L’occasion de nous atta­quer à ce por­trait nous a été don­née par un petit opus­cule de Vincent de Coore­by­ter qui fait conver­ger des ana­lyses des socio­logues David Ries­man et Paul Yon­net pour dis­tin­guer dif­fé­rentes « figures de l’individu ». L’article intro­duc­tif de Tho­mas Lemaigre revient sur ce bas­cu­le­ment. On serait sor­ti d’un indi­vi­du pro­duit par l’avènement des bour­geoi­sies depuis la Renais­sance, por­té par une réus­site sociale consis­tant à atteindre une posi­tion don­née une fois pour toutes, à coups d’efforts et de mérite, dans des socié­tés tenues ensemble par toute une archi­tec­ture de sta­tuts. Le glis­se­ment se serait fait vers un indi­vi­du qui trouve les prin­cipes de ce qu’il veut être en lui-même, et non dans ces sché­mas sociaux héri­tés et figés. Ses choix ne seraient plus tant auto­nomes au sens de l’exercice de son libre arbitre qu’au sens de posés indé­pen­dam­ment de l’ordre fami­lial et de l’ordre social, voire contre eux. Ce qui pro­cède de soi-même l’emporte sur ce qui est pré­écrit par les autres, par les ins­ti­tu­tions, par la socié­té, et est éven­tuel­le­ment valo­ri­sé comme tel par la famille, par les groupes de pairs, par cer­taines ins­ti­tu­tions… Mais une fois décrit ce ren­ver­se­ment, en insis­tant sur la figure dont nous sor­tons, l’idée de l’auteur est de pro­lon­ger ce tra­vail pour poin­ter le fait que ces dif­fé­rentes figures, loin d’être exclu­sives, coha­bitent dans une bonne par­tie de la socié­té belge fran­co­phone contem­po­raine. Son hypo­thèse est que cette dyna­mique de coha­bi­ta­tion peut dépla­cer la manière de poser nombre de pro­blèmes col­lec­tifs. Si l’individu contem­po­rain se dis­tingue de figures anté­rieures, c’est que l’«individualisme » ne peut être vu comme une ten­dance his­to­rique gra­duelle et linéaire : il a aus­si chan­gé de « nature ». C’est bien de muta­tion qu’il s’agit dès lors que l’on com­prend l’individualisme comme une vision de l’individu en tant que prin­cipe d’organisation des rela­tions sociales et non comme une concep­tion morale don­nant à l’individuel plus de valeur qu’au collectif.

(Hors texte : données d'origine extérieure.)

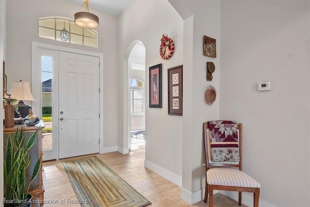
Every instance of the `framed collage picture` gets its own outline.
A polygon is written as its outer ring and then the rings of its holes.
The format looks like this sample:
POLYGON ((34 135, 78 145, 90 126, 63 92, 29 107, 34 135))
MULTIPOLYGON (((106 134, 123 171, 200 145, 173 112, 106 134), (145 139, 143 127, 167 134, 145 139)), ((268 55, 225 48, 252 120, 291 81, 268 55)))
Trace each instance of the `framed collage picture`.
POLYGON ((161 108, 161 64, 149 68, 149 108, 161 108))
POLYGON ((168 114, 182 116, 183 65, 168 68, 168 114))

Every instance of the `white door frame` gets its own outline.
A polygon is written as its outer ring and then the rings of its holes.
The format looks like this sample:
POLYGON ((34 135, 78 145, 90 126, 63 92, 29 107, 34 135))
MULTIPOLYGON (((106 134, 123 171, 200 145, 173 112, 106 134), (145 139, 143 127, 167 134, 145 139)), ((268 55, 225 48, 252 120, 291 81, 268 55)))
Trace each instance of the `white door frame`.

Il est donc cru­cial de démê­ler les forces his­to­riques qui ont pro­duit une telle muta­tion. Comme insiste Vincent de Coore­by­ter dans sa contri­bu­tion au pré­sent dos­sier, avant de s’interroger sur l’action col­lec­tive des indi­vi­dus contem­po­rains, c’est dans la socio­lo­gie de la famille qu’il convient de cher­cher les res­sorts de cette tran­si­tion. D’après le socio­logue Paul Yon­net, elle est essen­tiel­le­ment induite par les pro­grès en matière d’hygiène, en par­ti­cu­lier péri­na­tale, qui font en sorte que la mor­ta­li­té infan­tile recule de façon spec­ta­cu­laire au cours du XXe siècle, pour deve­nir anec­do­tique en Occi­dent dès les années 1950. Pour Yon­net, dès le moment où les parents sont mis en situa­tion, par ces pro­grès, d’investir de manière sin­gu­lière la rela­tion avec cha­cun de leurs enfants, cette rela­tion devient beau­coup plus indi­vi­dua­li­sante qu’avec des grandes fra­tries ou avec des nou­veau-nés dont les chances de sur­vie sont très contin­gentes. Or, c’est la rela­tion parent-enfant qui éla­bo­re­rait les sou­bas­se­ments de l’inscription de l’individu dans le social et ceux de son rap­port à lui-même. Un enfant aimé « pour lui-même », en tant qu’être sin­gu­lier plu­tôt qu’en tant qu’incarnation d’un rôle social, se consti­tue­ra plus comme un indi­vi­du auteur auto­nome de ses choix existentiels.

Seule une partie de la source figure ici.